Scotty, beam me the new Cannes title!

A few years ago, Canadian multiplexes started showing operas beamed live from the Met. I have no idea what the attendance figures are like for these opera screenings but I have seen people easily plunk down more than $40 for two tickets. I have often thought if they can do this for opera, then why not for film festival flicks? Why can't we have the Cannes Film festival beam its screenings to movie theaters around the world allowing thousands of film fans to enjoy the feature film screenings?

Beaming films -- Technical aspect

I remember seeing an article last year about Hollywood wanting to beam films to cinemas directly. I can't remember the exact article I read, but I found this one. Also, I heard the same noise in Bollywood as well about beaming films to theaters around India.

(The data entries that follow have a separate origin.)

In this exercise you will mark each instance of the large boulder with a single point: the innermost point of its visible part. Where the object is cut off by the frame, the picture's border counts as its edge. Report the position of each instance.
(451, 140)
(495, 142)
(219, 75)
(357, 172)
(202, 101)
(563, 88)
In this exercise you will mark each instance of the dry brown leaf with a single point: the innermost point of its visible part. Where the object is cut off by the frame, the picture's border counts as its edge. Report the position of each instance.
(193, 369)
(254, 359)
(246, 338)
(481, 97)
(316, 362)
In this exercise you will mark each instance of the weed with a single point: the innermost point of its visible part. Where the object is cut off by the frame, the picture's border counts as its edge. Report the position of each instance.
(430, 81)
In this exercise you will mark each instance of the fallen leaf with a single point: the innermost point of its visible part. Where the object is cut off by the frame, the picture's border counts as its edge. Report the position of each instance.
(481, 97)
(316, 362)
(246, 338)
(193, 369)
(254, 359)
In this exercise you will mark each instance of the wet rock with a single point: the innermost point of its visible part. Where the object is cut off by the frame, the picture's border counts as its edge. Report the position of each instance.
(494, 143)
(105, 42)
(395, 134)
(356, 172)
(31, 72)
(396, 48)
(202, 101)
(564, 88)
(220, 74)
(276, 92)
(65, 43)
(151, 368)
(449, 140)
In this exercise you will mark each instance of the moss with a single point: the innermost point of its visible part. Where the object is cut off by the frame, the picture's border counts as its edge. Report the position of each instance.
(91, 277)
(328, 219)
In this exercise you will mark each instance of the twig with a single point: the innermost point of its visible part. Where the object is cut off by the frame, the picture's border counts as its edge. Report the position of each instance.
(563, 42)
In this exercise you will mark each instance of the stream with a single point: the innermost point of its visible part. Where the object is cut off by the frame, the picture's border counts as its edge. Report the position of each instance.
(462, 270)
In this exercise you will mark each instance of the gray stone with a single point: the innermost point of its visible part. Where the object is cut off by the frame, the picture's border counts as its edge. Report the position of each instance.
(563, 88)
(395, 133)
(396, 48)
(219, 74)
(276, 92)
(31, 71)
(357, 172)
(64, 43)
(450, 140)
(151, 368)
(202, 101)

When I first heard that, I thought that would be great. But then could this idea not be taken one step further and people could actually watch beamed movies directly at home, sort of like the satellite model? It seems that even this idea exists.

While both the above methods would improve the delivery methods of movies, I still think the content of the films shown would still be a problem because these methods would still be geared towards Hollywood films. I think back to May 2007 as an issue. Most multiplexes across Canada were only showing three films -- Spider Man 3, Pirates 3 & Shrek 3. I am pretty sure almost all the shows were sold out. Such a beamed delivery method might ensure that more screenings of Spider Man 3 could be booked as opposed to Pirates.. because there might be more demand of good old Spidey in a certain location. But what about those Cannes titles that demand to be seen? Would they get beamed up? Probably not.

Beam me something I want

A lot of has been debated in print over the last year about the relevance of film critics. But for me, the question of film distribution is far more important -- how can we distribute better film content to markets around the world in a faster manner? As it stands, after films premier at Cannes, a select number end up making the rounds around film festivals for more than a year. And maybe after 15 months or so, an even smaller selection of titles open in North America, with a DVD release taking anywhere from 18 - 24 months. This filtering process does not ensure that every single Cannes Competition title would ever get distribution.

Who do I trust more? A Cannes film programmer or a North American distributor?

Easy answer. The Cannes Film Programmer. Now that does not mean that I agree with every single selection choice that the Cannes film programmers make. But in a way, I am glad that they have worked hard to select a few titles to showcase. Still I rather see all the Cannes competition films and be able to judge their merit for myself.

And I do believe that if more international films are easily available around North America, the value of critics would go up. Critics would not have to waste time debating why people must not go see the new popcorn flick and could spend more time talking about that relevant title from [insert country of choice] that is also playing at the local multiplex.

Open the taps, please!!

As much as I want Cannes film titles to be beamed up, I don't think the film industry would ever allow it. Too much has been invested in the current distribution model, a model which I don't think works as well as it should. Sure, more and more foreign films are washing up on the shores of North America but they are still going through a small filter. But why we can't we fully open the taps and allow North American markets to be flooded freely with international films?

But will it make money?

I can already see the first argument against opening up the cinematic taps. Since film production and distribution is a serious business, driven by profit margins, will those beamed up Cannes title make money? I do not know. But are there more people willing to spend $20 to watch an opera in a theater than wanting to spend $10 on an international film? Once again, I don't have numbers to prove any one side but I like to think that international films would hold their own.